A movie about high school students dealing with mortality — haven’t we been dipping into that well a lot lately? So the surprise was the laughs when Me and Earl and The Dying Girl became the surprise smash at this year’s Sundance Film Festival, taking both the Audience Award and the Grand Jury Prize. Here was a film that managed to be at once earnest and flip, capturing teen angst without wallowing in teen drama.
The opening shots introduce us to Greg (Thomas Mann), a dweeby high school senior who’s perfected the wisecrack as a substitute for social interaction. A member of no clique, he’s on friendly terms with everyone from jocks to goths to geeks because he only half-engages, zooming down a hall, hearing a snatch of conversation like, say, “your test was today?” and offering a bit of snark — “ugh, tests, been there” — without breaking stride.

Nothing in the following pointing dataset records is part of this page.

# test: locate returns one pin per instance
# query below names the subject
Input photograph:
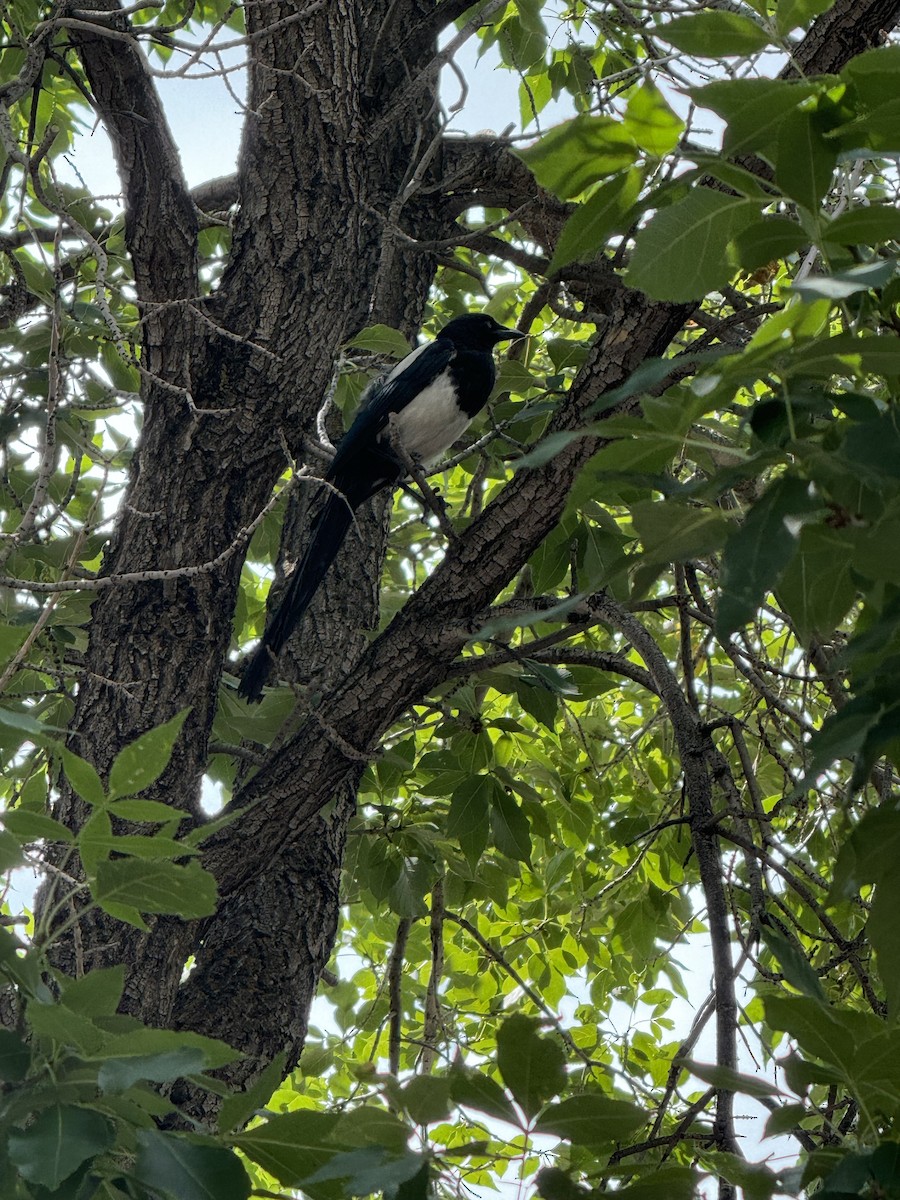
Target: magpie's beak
(508, 335)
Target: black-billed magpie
(425, 402)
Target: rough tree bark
(341, 113)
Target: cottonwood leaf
(683, 252)
(141, 763)
(57, 1143)
(592, 1120)
(533, 1067)
(189, 1169)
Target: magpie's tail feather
(328, 535)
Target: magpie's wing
(391, 394)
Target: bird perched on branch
(414, 412)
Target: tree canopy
(619, 681)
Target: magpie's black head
(478, 331)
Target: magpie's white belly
(431, 423)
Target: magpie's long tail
(328, 534)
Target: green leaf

His one close buddy, Earl (RJ Cyler), he’s known forever. They bonded as kids while watching Greg’s dad’s film collection, and then coming up with punny titles for movie parodies — A Sockwork Orange, Senior-Citizen Kane — they make with household detritus and toys.
But being jokey and making videos does not prepare Greg for news his mother gives him about a classmate with leukemia — Rachel (Olivia Cooke), who’d been talking tests in that school hallway. Greg cringes when he realizes what tests she meant.